The driver was now close enough that Suo ran could see his reflection clearly in the lenses of his glasses. The driver came little closer to suo ran's ear and said quietly, "Relax." That single word made suo ran's anger flare. "Don't tell me to relax!" he pushed again, trying to break free. "Let go of me right now!" The driver tightened his grip slightly, not hurting him, but firm enough to stop him completely. "I can't!" he said simply. Suo ran's eyes narrowed. "Can't or won't?" A faint pause followed, and driver's expression softened slightly, "Both." he answered. Suo ran struggled again, but the grip held easily. "You're insane!" Suo ran muttered, breath uneven. The driver didn't deny it instead, he reached into his pocket.Suo ran got tensed he thought he was going to shoot him. He closed his eyes and said,"Don't..." but it was too late. A black ribbon-like cloth appeared in the driver's hand.
Suo Ran's eyes widened instantly. "No..wait!" he tried to pull back harder, panic breaking through his control now. "What are you doing?!" The driver didn't answer he simply stepped closer again, slow, like he wasn't rushing at all. "You're safe!" he said quietly, almost gently, and that contradiction made Suo ran freeze for a split second. "Safe?!" Suo ran laughed in disbelief. "You're kidnapping me and you're saying I'm safe?!" But the driver didn't respond to the words. Instead, he gently raised the cloth and before Suo ran could fully react, it was wrapped around his eyes.

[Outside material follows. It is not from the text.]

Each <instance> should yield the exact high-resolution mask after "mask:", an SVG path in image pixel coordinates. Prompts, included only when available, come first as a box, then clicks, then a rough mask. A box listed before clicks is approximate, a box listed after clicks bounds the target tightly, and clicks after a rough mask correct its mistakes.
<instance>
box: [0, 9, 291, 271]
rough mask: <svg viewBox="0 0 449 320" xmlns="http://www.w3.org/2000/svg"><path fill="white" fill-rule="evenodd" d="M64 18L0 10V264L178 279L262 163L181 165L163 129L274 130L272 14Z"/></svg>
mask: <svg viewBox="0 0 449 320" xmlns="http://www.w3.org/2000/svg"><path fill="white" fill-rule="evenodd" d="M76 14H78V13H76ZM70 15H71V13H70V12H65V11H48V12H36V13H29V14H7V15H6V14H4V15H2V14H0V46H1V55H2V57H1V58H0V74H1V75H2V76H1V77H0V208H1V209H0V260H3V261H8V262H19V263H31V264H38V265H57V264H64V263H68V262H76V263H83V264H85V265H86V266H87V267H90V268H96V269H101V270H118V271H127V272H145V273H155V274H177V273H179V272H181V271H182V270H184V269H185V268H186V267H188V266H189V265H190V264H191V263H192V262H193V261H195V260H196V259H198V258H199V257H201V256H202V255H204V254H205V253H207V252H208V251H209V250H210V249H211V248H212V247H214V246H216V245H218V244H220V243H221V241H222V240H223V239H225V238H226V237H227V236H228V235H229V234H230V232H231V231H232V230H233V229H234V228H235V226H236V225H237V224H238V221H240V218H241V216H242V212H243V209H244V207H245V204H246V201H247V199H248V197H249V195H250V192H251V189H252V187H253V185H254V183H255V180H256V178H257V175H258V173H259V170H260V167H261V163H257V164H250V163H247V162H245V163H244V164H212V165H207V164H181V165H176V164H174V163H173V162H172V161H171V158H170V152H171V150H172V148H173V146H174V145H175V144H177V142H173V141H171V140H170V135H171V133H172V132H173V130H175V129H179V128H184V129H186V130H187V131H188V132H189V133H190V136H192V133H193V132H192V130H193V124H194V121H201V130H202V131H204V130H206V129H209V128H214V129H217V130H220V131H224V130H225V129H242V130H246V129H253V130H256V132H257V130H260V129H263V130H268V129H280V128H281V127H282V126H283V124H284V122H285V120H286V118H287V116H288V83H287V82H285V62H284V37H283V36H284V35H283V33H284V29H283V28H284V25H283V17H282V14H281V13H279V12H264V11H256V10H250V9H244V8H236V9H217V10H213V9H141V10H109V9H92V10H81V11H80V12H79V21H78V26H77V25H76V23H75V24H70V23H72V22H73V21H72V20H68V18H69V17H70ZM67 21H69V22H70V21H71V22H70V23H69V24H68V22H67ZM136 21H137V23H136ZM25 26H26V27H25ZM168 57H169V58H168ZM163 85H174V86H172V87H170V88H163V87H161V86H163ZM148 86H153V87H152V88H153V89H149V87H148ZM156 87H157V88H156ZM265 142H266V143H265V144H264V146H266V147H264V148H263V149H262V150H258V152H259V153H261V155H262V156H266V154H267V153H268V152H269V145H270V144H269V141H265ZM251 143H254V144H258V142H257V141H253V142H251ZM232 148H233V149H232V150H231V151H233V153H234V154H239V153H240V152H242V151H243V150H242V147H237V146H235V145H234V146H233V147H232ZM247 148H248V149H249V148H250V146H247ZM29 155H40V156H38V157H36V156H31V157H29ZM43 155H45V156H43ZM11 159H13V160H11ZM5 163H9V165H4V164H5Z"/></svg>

Suo ran struggled harder, twisting his head as he tried to pull away. "No...take it off!" he snapped, his voice sharper now, more panicked. "What are you doing to me?!" He felt the driver's hand on his wrist again, firm but controlled, stopping his movement without hurting him. "Stay still." the driver said softly. "It'll be easier if you stop fighting." "Easier for who?!" Suo ran demanded, trying to yank his hands back. "Let me go!" Instead of responding, the driver moved closer behind him.